- Location of Burgess, Missouri
- Coordinates: 37°33′24″N 94°36′55″W﻿ / ﻿37.55667°N 94.61528°W
- Country: United States
- State: Missouri
- County: Barton

Area
- • Total: 0.11 sq mi (0.29 km^{2})
- • Land: 0.11 sq mi (0.29 km^{2})
- • Water: 0 sq mi (0.00 km^{2})
- Elevation: 889 ft (271 m)

Population (2020)
- • Total: 54
- • Density: 484.2/sq mi (186.94/km^{2})
- Time zone: UTC-6 (Central (CST))
- • Summer (DST): UTC-5 (CDT)
- FIPS code: 29-09802
- GNIS feature ID: 2787934

= Burgess, Missouri =

Unincorporated community in Missouri, U.S.

Burgess is a census-designated place and formerly incorporated village in Barton County, Missouri, United States. The population was 54 at the 2020 census.

==History==
The village was named after a businessperson in the mining industry.

==Geography==

According to the United States Census Bureau, the village has a total area of 0.07 sqmi, all land. Burgess and Mulberry, Kansas form a contiguous settlement split by the state line.

==Demographics==

Historical population
| Census | Pop. | Note | %± |
| 1910 | 249 |  | — |
| 1920 | 364 |  | 46.2% |
| 1930 | 212 |  | −41.8% |
| 1940 | 164 |  | −22.6% |
| 1950 | 123 |  | −25.0% |
| 1960 | 86 |  | −30.1% |
| 1970 | 69 |  | −19.8% |
| 1980 | 98 |  | 42.0% |
| 1990 | 97 |  | −1.0% |
| 2000 | 70 |  | −27.8% |
| 2010 | 57 |  | −18.6% |
| 2020 | 54 |  | −5.3% |
U.S. Decennial Census

===2010 census===
As of the census of 2010, there were 57 people, 24 households, and 15 families living in the village. The population density was 814.3 PD/sqmi. There were 34 housing units at an average density of 485.7 /mi2. The racial makeup of the village was 98.2% White and 1.8% from two or more races. Hispanic or Latino of any race were 5.3% of the population.

There were 24 households, of which 33.3% had children under the age of 18 living with them, 54.2% were married couples living together, 8.3% had a male householder with no wife present, and 37.5% were non-families. 33.3% of all households were made up of individuals, and 8.3% had someone living alone who was 65 years of age or older. The average household size was 2.38 and the average family size was 3.13.

The median age in the village was 31.8 years. 24.6% of residents were under the age of 18; 10.5% were between the ages of 18 and 24; 22.9% were from 25 to 44; 28.1% were from 45 to 64; and 14% were 65 years of age or older. The gender makeup of the village was 54.4% male and 45.6% female.

===2000 census===
As of the census of 2000, there were 70 people, 25 households, and 18 families living in the town. The population density was 932.2 PD/sqmi. There were 33 housing units at an average density of 439.5 /mi2. The racial makeup of the town was 98.57% White and 1.43% Native American.

There were 25 households, out of which 48.0% had children under the age of 18 living with them, 64.0% were married couples living together, 8.0% had a female householder with no husband present, and 28.0% were non-families. 20.0% of all households were made up of individuals, and 8.0% had someone living alone who was 65 years of age or older.

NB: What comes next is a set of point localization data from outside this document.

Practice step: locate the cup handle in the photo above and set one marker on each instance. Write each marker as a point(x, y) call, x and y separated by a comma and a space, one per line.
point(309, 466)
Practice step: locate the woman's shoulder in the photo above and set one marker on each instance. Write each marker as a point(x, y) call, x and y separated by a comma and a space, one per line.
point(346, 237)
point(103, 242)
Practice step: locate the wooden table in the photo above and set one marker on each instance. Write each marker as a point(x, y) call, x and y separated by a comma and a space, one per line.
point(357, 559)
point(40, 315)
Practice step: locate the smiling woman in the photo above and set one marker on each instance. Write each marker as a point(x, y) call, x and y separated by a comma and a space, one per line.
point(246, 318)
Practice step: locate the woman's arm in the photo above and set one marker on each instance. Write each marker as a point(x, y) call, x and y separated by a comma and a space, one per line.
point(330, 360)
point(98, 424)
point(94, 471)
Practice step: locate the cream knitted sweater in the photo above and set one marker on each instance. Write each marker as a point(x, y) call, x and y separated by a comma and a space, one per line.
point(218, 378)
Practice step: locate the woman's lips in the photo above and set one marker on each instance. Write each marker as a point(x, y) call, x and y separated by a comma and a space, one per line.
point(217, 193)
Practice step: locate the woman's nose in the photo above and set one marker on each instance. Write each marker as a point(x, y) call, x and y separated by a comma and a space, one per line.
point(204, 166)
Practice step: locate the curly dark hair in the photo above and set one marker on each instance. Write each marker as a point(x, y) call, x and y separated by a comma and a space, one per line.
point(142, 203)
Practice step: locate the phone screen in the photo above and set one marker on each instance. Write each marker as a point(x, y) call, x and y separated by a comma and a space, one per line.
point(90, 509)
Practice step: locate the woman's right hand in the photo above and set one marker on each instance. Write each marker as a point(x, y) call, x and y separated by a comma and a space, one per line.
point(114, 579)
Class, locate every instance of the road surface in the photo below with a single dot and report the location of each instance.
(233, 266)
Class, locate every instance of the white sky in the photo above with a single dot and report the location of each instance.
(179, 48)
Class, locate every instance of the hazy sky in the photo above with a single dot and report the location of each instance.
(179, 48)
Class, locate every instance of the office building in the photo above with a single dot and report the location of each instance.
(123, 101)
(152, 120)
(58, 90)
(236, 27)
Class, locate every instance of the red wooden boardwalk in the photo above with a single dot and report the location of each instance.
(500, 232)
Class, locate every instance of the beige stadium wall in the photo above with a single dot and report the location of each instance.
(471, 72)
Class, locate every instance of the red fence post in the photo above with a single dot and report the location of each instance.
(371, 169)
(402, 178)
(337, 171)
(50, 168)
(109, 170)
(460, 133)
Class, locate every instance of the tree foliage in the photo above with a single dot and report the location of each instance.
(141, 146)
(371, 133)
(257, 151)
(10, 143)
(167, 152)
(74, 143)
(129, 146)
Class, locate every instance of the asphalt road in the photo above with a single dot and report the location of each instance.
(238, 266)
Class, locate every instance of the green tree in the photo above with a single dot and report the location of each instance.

The average household size was 2.80 and the average family size was 3.39.

In the town the population was spread out, with 28.6% under the age of 18, 10.0% from 18 to 24, 28.6% from 25 to 44, 20.0% from 45 to 64, and 12.9% who were 65 years of age or older. The median age was 36 years. For every 100 females, there were 118.8 males. For every 100 females age 18 and over, there were 108.3 males.

The median income for a household in the town was $19,375, and the median income for a family was $21,250. Males had a median income of $13,750 versus $8,750 for females. The per capita income for the town was $7,409. There were 20.0% of families and 17.4% of the population living below the poverty line, including 15.8% of under eighteens and none of those over 64.